Tesla has a need for SSD speed as reports say it’s talking to SK hynix about supply deal

Tesla is reportedly talking to SK hynix about a potential ₩1 trillion ($725 million) order for the high-capacity SSDs it will need to store data for its AI training supercomputers.

This is according to a report by the Korea Economic Daily, whose chip industry sources reckon the storage product in question is SK-hynix-owned Solidigm’s 61.44 TB D5-P5336 SSD made with QLC (4bits/cell) flash. It is a PCIe gen 4 drive and a single unit price is around $7,300. A $725 million order value would imply 99,315 drives at full price, and around 200,000 at a 50 percent volume discount, providing 12.3 EB of capacity.

Neither SK hynix nor Tesla have responded to a request for comment about the claimed deal, but whether or not such talks are taking place, Tesla’s need for SSDs to feed AI training data to its GPUs is very real – and huge. Its Dojo supercomputing infrastructure, spread across three sites is being used to develop Tesla’s Autopilot and Full Self-Driving  (FSD) mode software for its electrically powered cars and trucks. One Dojo supercomputer employs 10,000 NVIDIA H100 GPUs in a gigantic cluster, according to a tweet from Tim Zaman – formerly of Tesla and currently working for Google’s Deepmind AI team – last August.  

Zaman tweet. SSDs could provide the 200PB+ of hot-tier cache storage.

Zaman was then an AI Infra & AI Platform Engineering Manager at Tesla. He’s now a software engineer at Deep Mind.

Another and more recent report suggests Dojo will use 50,000 H100s plus Tesla’s own 20,000 wafer-scale AI processors using internally developed D1 chips set out in a 5×5 matrix of 25 x D1s per wafer. Tesla is building a second Dojo supercomputer at Austin, Texas, and the Dojo systems will also be used to develop AI software for FSD and to operate the Optimus robot.

Elon Musk’s xAI business is building a separate Colossus supercluster in Memphis, Tennessee, with >100,000 H100 GPUs on a single RDMA fabric, and exabytes of storage. Supermicro built the servers using its liquid-cooled racks, each with 8 x 4RU Universal GPU system servers, fitted with 8 x NVIDIA H100s, meaning 64 GPUs per rack. The racks are grouped in mini-clusters of 8, meaning 512 GPUs, plus networking. That implies, with c100,000 GPUs in total, there are some 200 mini-clusters, and these are deployed in 4 x 25,000 GPU data halls.

Much of the storage hardware is based on Supermicro Storage Servers, such as the 1RU NVMe storage node with 8 x 2.5-inch all-flash storage bays. The storage software comes from several sources including, we understand VAST Data.

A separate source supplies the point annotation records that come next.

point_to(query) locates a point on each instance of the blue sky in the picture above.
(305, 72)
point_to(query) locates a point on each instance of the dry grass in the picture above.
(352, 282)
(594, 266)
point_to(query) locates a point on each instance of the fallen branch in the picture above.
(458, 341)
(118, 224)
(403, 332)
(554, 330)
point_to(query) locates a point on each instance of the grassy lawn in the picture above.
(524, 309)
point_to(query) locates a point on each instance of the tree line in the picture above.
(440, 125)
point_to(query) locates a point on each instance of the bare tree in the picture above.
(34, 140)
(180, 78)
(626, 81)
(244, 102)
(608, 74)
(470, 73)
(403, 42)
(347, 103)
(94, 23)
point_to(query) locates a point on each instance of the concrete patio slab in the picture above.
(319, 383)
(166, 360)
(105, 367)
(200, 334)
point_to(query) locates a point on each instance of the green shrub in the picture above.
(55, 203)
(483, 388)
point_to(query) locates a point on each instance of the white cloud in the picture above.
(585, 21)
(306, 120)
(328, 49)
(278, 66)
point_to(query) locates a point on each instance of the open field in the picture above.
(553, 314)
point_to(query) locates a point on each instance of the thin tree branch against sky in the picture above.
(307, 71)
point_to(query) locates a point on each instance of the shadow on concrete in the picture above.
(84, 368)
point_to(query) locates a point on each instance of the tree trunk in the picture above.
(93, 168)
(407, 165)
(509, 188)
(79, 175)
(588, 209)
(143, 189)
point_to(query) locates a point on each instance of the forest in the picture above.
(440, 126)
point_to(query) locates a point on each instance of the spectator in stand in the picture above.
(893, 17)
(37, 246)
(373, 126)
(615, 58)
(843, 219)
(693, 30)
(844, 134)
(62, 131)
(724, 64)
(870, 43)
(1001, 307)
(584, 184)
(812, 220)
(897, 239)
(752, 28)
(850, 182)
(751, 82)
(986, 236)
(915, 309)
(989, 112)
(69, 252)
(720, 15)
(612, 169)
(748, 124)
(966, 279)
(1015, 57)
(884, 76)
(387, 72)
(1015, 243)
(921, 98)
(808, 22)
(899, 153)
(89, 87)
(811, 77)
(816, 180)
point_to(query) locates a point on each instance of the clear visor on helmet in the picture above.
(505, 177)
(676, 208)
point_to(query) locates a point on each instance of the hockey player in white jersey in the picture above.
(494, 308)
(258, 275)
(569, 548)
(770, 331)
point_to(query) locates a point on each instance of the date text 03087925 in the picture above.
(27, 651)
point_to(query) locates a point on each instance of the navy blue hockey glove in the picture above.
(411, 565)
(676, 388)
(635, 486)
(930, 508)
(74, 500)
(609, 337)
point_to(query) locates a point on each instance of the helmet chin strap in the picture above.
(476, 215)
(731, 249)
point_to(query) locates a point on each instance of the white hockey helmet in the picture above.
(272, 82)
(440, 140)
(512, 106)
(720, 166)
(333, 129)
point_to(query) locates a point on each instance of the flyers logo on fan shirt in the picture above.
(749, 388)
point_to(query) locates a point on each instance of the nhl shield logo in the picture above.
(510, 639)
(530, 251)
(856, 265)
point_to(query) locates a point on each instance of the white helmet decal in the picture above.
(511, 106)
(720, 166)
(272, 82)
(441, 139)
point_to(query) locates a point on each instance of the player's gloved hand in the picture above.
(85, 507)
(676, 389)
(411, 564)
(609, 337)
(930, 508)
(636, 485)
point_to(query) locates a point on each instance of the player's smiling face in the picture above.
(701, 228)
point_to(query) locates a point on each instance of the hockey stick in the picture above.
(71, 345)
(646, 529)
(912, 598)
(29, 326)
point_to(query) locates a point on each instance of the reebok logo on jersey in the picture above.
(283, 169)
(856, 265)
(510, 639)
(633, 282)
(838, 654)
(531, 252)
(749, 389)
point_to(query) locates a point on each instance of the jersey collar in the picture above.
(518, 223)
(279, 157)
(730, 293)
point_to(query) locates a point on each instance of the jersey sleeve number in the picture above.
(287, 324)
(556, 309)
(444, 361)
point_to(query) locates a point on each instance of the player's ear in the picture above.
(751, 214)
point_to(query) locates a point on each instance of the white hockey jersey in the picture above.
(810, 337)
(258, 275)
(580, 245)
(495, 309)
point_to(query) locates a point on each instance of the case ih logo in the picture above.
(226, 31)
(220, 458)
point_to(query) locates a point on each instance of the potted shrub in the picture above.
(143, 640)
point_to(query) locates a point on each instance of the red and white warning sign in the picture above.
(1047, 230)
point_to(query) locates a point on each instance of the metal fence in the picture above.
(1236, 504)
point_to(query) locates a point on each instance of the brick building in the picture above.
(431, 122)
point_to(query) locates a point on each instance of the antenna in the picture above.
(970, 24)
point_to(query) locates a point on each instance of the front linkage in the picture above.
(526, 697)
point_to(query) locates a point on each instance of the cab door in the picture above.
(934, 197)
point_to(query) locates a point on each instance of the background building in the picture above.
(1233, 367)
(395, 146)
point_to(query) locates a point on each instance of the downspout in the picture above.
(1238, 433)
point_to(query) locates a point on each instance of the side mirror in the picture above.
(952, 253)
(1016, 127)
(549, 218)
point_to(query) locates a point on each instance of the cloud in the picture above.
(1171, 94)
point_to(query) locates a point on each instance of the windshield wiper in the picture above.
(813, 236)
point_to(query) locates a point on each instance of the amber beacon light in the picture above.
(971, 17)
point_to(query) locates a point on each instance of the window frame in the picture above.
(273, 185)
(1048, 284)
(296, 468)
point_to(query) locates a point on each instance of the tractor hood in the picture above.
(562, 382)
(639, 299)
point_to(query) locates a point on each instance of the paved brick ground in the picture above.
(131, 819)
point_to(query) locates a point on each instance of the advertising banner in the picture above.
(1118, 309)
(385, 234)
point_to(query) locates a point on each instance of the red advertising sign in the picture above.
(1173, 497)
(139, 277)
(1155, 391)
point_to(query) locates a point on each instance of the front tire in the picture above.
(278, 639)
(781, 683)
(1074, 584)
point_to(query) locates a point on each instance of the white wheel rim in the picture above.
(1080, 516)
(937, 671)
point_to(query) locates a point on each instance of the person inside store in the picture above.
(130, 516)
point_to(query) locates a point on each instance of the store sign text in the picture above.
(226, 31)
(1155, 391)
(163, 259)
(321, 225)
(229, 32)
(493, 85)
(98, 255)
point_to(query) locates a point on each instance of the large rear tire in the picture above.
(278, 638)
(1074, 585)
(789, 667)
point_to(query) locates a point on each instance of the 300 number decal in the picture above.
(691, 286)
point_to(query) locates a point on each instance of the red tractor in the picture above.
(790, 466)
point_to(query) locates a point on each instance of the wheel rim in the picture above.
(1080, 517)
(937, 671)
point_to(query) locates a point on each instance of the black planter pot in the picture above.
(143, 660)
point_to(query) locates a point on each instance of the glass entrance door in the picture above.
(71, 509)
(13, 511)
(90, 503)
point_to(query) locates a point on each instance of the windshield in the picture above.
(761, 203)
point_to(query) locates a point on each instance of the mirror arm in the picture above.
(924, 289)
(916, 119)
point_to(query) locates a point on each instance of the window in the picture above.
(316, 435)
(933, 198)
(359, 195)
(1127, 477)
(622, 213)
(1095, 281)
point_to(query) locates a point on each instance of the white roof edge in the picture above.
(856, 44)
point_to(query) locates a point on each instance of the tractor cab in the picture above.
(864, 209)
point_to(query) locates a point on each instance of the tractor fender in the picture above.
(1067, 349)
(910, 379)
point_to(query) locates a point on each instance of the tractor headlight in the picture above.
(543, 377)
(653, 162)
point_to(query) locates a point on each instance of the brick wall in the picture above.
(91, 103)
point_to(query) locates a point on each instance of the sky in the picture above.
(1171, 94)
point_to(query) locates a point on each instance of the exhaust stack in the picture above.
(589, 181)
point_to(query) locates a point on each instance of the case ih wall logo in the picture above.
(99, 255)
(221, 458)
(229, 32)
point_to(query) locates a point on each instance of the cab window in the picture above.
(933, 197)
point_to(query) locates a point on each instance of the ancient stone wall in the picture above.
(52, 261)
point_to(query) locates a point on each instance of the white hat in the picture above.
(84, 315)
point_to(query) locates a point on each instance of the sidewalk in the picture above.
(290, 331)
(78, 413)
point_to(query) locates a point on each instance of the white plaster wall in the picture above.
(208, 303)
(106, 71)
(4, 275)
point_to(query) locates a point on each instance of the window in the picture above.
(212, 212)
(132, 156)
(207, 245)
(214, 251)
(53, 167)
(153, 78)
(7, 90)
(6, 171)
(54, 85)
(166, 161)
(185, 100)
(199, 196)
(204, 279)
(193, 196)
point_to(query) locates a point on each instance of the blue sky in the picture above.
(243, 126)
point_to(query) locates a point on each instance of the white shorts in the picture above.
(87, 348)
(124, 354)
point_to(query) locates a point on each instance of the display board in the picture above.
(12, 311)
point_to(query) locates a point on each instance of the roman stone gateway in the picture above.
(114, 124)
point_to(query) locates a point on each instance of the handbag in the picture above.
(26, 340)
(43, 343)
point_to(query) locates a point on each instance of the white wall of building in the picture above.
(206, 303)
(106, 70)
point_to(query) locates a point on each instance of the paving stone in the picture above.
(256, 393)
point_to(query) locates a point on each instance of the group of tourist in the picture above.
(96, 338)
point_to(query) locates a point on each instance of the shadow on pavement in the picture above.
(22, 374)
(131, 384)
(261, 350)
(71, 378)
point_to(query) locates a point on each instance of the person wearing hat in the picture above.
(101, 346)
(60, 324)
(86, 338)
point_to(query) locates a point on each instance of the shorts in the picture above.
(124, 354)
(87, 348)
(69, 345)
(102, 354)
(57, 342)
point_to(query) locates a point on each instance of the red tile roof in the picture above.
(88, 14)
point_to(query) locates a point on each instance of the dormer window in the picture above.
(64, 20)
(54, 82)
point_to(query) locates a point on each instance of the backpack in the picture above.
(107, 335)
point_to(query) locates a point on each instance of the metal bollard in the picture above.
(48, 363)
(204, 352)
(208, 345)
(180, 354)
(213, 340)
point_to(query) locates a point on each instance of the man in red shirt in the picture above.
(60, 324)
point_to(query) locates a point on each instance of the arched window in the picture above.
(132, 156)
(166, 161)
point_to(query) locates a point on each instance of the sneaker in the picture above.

Nvidia said on Oct 28: “Colossus, the world’s largest AI supercomputer, is being used to train xAI’s Grok family of large language models, with chatbots offered as a feature for X Premium subscribers. xAI is in the process of doubling the size of Colossus to a combined total of 200,000 NVIDIA Hopper GPUs.”

Tesla CEO Elon Musk has tweeted about Tesla’s Cortex AI training supercomputer cluster being built at its Gigafactory in Austin, Texas. You can check out a short video of Cortex here. We understand that this is a renamed Dojo system.

We view Tesla as having a Dojo infrastructure for FSD and Optimus bot training, with the original Dojo system based in California using sites in San Jose (ex-Twitter) and Sacramento. Dojo 2 is what is being called Cortex, based at the Gigafactory site in Austin, Texas. Dojo 3 will be the Buffalo, New York, installation.

Together, the three Dojo sites plus the xAI Colossus system in Memphis, Tennessee – four AI supercomputer clusters in all – means that Tesla has an almost insatiable need for AI training compute power and, hence, also for fast access to AI training data. And that means SSDs.

QLC SSDs provide an excellent mix of capacity and access speed for AI model training and can keep GPUs active better than disk drives with their long access time. Having a reliable, long-term supply deal for the tens of thousands of SSDs needed would make sense.

Solidigm was an early entrant into the QLC SSD market and is now developing a 122TB follow-on. Competitors like Samsung are also building 61.44TB SSDs, its BM1743, and developing 128TB ones. Western Digital also has its own 61.44 TB SN655 drive.

SK hynix supplies high-bandwidth memory (HBM) chips used by NVIDIA to build its GPU servers, and Tesla represents a huge end-user customer for SK hynix and its DRAM and SSD products – possibly its single largest customer.